Hippocampal Neuronal Culture. Primary mixed hippocampal cultures were prepared as described previously by our laboratory with slight modifications (Sombati and DeLorenzo, 1995). In brief, hippocampal cells were prepared from 2-day postnatal Sprague-Dawley rats (Harlan, Frederick, MD) and plated at a density of 2.5 x 10⁴ cells/cm² onto a glial support layer previously plated onto poly-L-lysine–coated (0.05 mg/ml), 35-mm grid cell culture dishes (Nunc, Naperville, IL). Cultures were maintained at 37°C in a 5% CO₂/95% air atmosphere and fed twice weekly with NeuroBasal-A medium supplemented with B-27 (Invitrogen Corp., San Diego, CA) containing 0.5 mM L-glutamine. Unless otherwise noted, reagents were purchased from Sigma-Aldrich Co. (St. Louis, MO).

Induction of SE and SRED by Low Mg²⁺ Treatment of Hippocampal Neuronal Cultures. After 2 weeks, cultures were utilized for experimentation. Maintenance medium was replaced with physiological bath recording solution (pBRS) with or without MgCl₂ containing 145 mM NaCl, 2.5 mM KCl, 10 mM HEPES, 2 mM CaCl₂, 10 mM glucose, and 0.002 mM glycine, pH 7.3, and osmolarity adjusted to 325 mOsm with sucrose. Thus, low Mg²⁺ treatment was carried out with pBRS without added MgCl₂, whereas sham controls were treated with pBRS containing 1 mM MgCl₂. Unless indicated as low Mg²⁺ treatment, experimental protocols in this study utilized pBRS containing 1 mM MgCl₂.

HNC Model of SE. Continuous epileptiform high-frequency bursts (SE) were induced by exposing neuronal cultures to pBRS without added MgCl₂ (low Mg²⁺). The SE continued until pBRS containing 1 mM MgCl₂ was added back to the cultures. This represents the HNC model of SE used in this study that has been well characterized as an in vitro model of SE manifesting essentially identical electrographic feature of SE observed with in vivo animal models and in human SE (Sombati and DeLorenzo, 1995; Mangan and Kapur, 2004; Delorenzo et al., 2005). Thus, the in vitro HNC model of SE is well suited to study the effects of cannabinoids on SE.

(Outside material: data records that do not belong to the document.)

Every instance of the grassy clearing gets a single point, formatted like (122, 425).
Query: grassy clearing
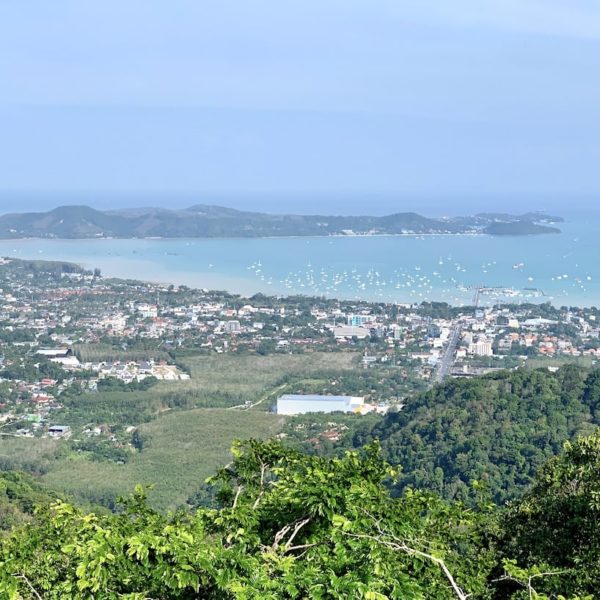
(184, 448)
(558, 361)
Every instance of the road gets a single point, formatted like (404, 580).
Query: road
(444, 366)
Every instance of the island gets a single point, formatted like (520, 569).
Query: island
(209, 221)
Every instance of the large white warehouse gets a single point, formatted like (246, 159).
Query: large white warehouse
(298, 404)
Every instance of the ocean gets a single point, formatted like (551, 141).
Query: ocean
(559, 268)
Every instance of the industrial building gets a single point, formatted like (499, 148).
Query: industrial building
(299, 404)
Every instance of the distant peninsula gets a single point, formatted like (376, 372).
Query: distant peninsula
(208, 221)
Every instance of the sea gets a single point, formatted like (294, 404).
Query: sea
(563, 269)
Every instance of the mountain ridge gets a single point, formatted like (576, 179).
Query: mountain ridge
(207, 220)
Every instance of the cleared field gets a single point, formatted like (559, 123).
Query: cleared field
(558, 361)
(232, 379)
(183, 448)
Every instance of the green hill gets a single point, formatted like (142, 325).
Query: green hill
(500, 429)
(201, 221)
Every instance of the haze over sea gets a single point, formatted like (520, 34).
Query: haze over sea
(562, 268)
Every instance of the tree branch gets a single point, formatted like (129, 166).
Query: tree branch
(402, 547)
(237, 495)
(299, 526)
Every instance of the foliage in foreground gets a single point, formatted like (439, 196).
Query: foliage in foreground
(297, 526)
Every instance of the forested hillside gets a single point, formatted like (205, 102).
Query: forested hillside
(294, 526)
(499, 429)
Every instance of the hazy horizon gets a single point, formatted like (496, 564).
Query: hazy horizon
(475, 102)
(315, 203)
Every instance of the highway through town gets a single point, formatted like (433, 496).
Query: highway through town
(445, 364)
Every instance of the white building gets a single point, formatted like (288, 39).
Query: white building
(299, 404)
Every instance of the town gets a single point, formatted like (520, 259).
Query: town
(66, 332)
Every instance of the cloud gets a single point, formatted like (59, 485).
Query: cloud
(573, 18)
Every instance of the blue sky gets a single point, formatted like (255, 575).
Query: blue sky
(426, 100)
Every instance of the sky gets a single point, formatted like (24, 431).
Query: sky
(362, 106)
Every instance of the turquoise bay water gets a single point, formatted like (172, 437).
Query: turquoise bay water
(561, 268)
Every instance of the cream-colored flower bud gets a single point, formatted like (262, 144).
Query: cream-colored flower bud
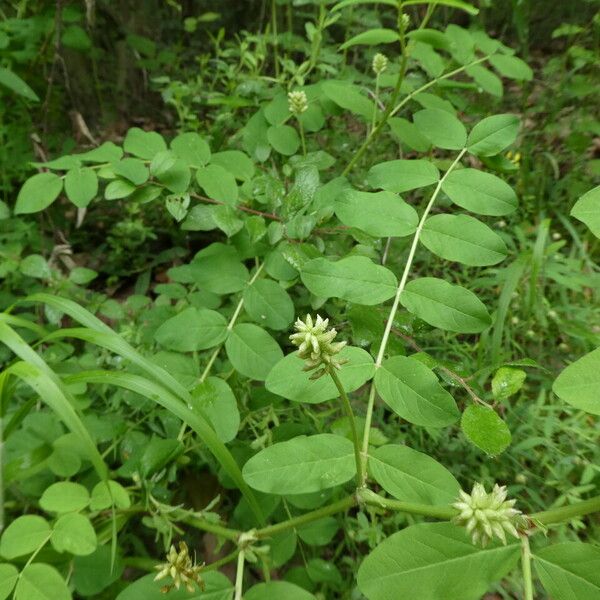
(380, 63)
(316, 346)
(488, 515)
(297, 102)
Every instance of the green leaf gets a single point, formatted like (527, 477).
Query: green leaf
(445, 305)
(192, 329)
(302, 465)
(463, 239)
(143, 144)
(214, 398)
(74, 533)
(217, 587)
(569, 571)
(441, 128)
(355, 279)
(41, 582)
(381, 214)
(485, 429)
(579, 384)
(480, 192)
(193, 150)
(438, 560)
(218, 183)
(348, 96)
(506, 382)
(267, 303)
(402, 175)
(284, 139)
(587, 210)
(277, 589)
(288, 379)
(252, 351)
(24, 535)
(13, 82)
(81, 186)
(37, 193)
(64, 496)
(492, 135)
(8, 578)
(412, 476)
(511, 67)
(372, 37)
(412, 391)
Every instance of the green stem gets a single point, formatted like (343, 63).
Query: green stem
(565, 513)
(390, 319)
(350, 415)
(444, 513)
(526, 566)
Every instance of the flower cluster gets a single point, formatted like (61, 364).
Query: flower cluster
(316, 346)
(380, 63)
(488, 515)
(297, 102)
(182, 570)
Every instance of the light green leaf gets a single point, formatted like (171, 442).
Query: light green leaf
(355, 279)
(480, 192)
(218, 183)
(214, 398)
(587, 210)
(252, 351)
(381, 214)
(284, 139)
(192, 329)
(506, 382)
(402, 175)
(463, 239)
(13, 82)
(569, 571)
(438, 560)
(267, 303)
(81, 186)
(302, 465)
(412, 476)
(492, 135)
(143, 144)
(441, 128)
(64, 496)
(37, 193)
(191, 149)
(412, 391)
(41, 582)
(511, 67)
(485, 429)
(372, 37)
(445, 305)
(288, 379)
(579, 384)
(75, 534)
(24, 535)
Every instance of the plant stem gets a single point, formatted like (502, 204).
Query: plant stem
(350, 415)
(526, 566)
(390, 319)
(565, 513)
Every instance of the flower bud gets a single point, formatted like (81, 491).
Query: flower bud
(488, 515)
(316, 346)
(297, 102)
(380, 62)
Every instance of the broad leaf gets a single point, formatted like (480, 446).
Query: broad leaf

HNC Model of AE. A 3-h exposure of SE was used to induce AE with SRED in the HNC model using established procedures (Sombati and DeLorenzo, 1995). In this model of AE, it has been shown that the brief 3-h exposure and injury from SE produces SRED for the life of the neurons in culture (Sombati and DeLorenzo, 1995; DeLorenzo et al., 1998; Kim and Rhim, 2004). We used neurons 1 day after exposure to SE in this study. The 1 day after SE time point represents the chronic phase of AE in this model where the neurons manifest SRED with the same frequency as neurons sampled from cultures at days 3, 5, and 7 after SE injury. Thus, the HNC model of AE is ideally suited for the pharmacological studies on the effects of cannabinoids on SRED. Briefly, after the removal of maintenance media, cells were washed gently with 3 x 1.5 ml of pBRS (±1 mM MgCl₂) and then allowed to incubate in this solution at 37°C under 5% CO₂/95% air. For the HNC model of AE, at the end of treatment with either sham control (1 mM MgCl₂) or low Mg²⁺ (without added MgCl₂) conditions for 3 h, cultures were restored to the physiological concentration (1 mM) of MgCl₂ by washing gently with 3 x 1.5 ml of minimum essential medium at 37°C, returned to maintenance feed, and incubated at 37°C under 5% CO₂/95% air. The neurons exposed to this 3-h treatment with low Mg²⁺ pBRS manifested SRED for the life of the neurons in culture.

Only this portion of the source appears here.